A obra avança, o contrato está assinado, o cliente paga as parcelas em dia. Mesmo assim, o caixa aperta, e é justamente nesse ponto que a gestão financeira de boa parte das construtoras e incorporadoras falha em explicar para onde o dinheiro foi.
O cenário não é de crise. A construção civil acumulou alta de 1,1% no primeiro semestre de 2026 frente ao mesmo período do ano anterior, sustentada por obras de infraestrutura, concessões e pelo programa Minha Casa, Minha Vida, segundo dados do IBGE divulgados pela Câmara Brasileira da Indústria da Construção (CBIC, 2026).

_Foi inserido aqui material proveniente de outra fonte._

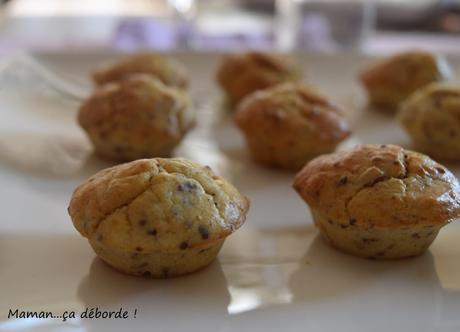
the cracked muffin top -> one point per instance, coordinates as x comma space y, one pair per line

O aperto aparece no meio do caminho, entre crescer e sentir esse crescimento no caixa. A própria CBIC atribui a desaceleração do segundo trimestre à Selic ainda elevada e ao crédito mais caro, dois fatores que encarecem diretamente o capital de giro de quem constrói.
Soma-se a isso o custo de construir. O Índice Nacional de Custo da Construção (INCC-M) acumulou alta de 6,56% em 12 meses até agosto de 2026, puxado por materiais, equipamentos e mão de obra, segundo o FGV IBRE (2026).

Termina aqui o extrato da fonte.